Russia has scheduled an upcoming court date to determine the future of the agency’s operation in its nation. Herzog, who previously served as chairman of the Jewish Agency, sought to reconcile differences that have arisen following Israel’s criticisms of Russia’s invasion of Ukraine.
The Jewish Agency remains a central part of helping Russian Jews who wish to return to the Jewish homeland of Israel to make Aliyah. Established in 1928, the agency held a strong role in the creation of modern Israel in 1948.
The agency also began operations in 1989 to help Jews leave the then-Soviet Union to return to Israel. Hundreds of thousands of Jews are indebted to the agency’s assistance in helping them return to the Jewish homeland.

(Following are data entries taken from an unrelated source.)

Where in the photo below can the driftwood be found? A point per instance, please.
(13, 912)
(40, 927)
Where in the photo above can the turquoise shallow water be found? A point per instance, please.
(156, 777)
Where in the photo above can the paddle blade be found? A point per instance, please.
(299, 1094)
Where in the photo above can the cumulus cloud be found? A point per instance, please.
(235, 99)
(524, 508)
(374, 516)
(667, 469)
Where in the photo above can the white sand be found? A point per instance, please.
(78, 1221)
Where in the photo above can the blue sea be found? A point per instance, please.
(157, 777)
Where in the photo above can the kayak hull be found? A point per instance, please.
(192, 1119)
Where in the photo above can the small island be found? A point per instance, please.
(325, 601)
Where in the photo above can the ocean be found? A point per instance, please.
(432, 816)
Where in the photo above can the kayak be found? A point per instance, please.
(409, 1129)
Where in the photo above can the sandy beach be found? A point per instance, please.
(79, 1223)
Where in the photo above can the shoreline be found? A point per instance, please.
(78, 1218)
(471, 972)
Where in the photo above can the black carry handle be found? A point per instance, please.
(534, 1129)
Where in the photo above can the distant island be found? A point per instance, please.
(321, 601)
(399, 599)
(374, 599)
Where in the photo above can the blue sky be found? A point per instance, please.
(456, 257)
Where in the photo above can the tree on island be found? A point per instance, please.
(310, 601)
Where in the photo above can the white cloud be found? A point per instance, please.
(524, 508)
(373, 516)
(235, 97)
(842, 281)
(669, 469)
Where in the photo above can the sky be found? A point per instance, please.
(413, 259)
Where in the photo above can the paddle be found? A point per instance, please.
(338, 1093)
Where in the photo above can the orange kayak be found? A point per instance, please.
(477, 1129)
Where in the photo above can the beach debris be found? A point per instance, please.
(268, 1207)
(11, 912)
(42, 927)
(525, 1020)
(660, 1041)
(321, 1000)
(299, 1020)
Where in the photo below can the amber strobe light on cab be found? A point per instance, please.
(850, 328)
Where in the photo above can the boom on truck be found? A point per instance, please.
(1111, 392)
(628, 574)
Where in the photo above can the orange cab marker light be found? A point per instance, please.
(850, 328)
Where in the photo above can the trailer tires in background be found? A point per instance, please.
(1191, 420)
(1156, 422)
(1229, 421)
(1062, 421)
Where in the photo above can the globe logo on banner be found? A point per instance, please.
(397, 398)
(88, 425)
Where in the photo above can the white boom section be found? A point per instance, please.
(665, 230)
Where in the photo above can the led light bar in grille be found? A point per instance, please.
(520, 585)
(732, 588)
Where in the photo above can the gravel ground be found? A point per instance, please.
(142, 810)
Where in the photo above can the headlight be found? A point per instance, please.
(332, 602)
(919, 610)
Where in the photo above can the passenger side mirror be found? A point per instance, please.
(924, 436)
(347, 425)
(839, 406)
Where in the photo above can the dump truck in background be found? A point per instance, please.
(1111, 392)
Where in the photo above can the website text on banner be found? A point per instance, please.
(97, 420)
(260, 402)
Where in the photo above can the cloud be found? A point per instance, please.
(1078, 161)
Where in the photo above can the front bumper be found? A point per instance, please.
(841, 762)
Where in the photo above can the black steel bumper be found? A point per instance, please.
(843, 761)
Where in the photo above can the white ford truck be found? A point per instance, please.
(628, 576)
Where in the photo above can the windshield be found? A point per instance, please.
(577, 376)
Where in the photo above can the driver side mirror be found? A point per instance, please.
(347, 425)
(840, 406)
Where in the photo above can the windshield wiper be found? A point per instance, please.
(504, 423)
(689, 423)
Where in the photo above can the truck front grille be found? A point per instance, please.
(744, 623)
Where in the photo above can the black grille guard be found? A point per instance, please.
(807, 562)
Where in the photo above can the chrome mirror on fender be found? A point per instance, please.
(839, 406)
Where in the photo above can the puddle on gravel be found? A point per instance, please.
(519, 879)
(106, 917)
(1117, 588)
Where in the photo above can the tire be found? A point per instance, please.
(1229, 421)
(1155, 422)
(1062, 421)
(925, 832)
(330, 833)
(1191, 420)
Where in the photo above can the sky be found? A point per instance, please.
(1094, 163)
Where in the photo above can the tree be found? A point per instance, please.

“The phone call was frank and honest. The two leaders emphasized the important areas of cooperation between Israel and Russia and agreed to remain in contact,” Herzog said in a statement following the call between the two leaders.
Herzog’s statement added that Putin “underscored his personal commitment to Holocaust commemoration and the fight against antisemitism.”
The call was reportedly made following a request by Prime Minister Yair Lapid alongside the assistance of the Foreign Affairs Ministry.
In addition to the call between Herzog and Putin, Israel sent a delegation last week to Moscow to discuss the situation regarding the Jewish Agency. No progress was reportedly made as a result of the trip.
The Aug. 19 court date is expected to further address the legal implications of the situation in Moscow. However, Israeli officials do not expect a fair trial and are seeking to improve the situation ahead of the court hearing if possible.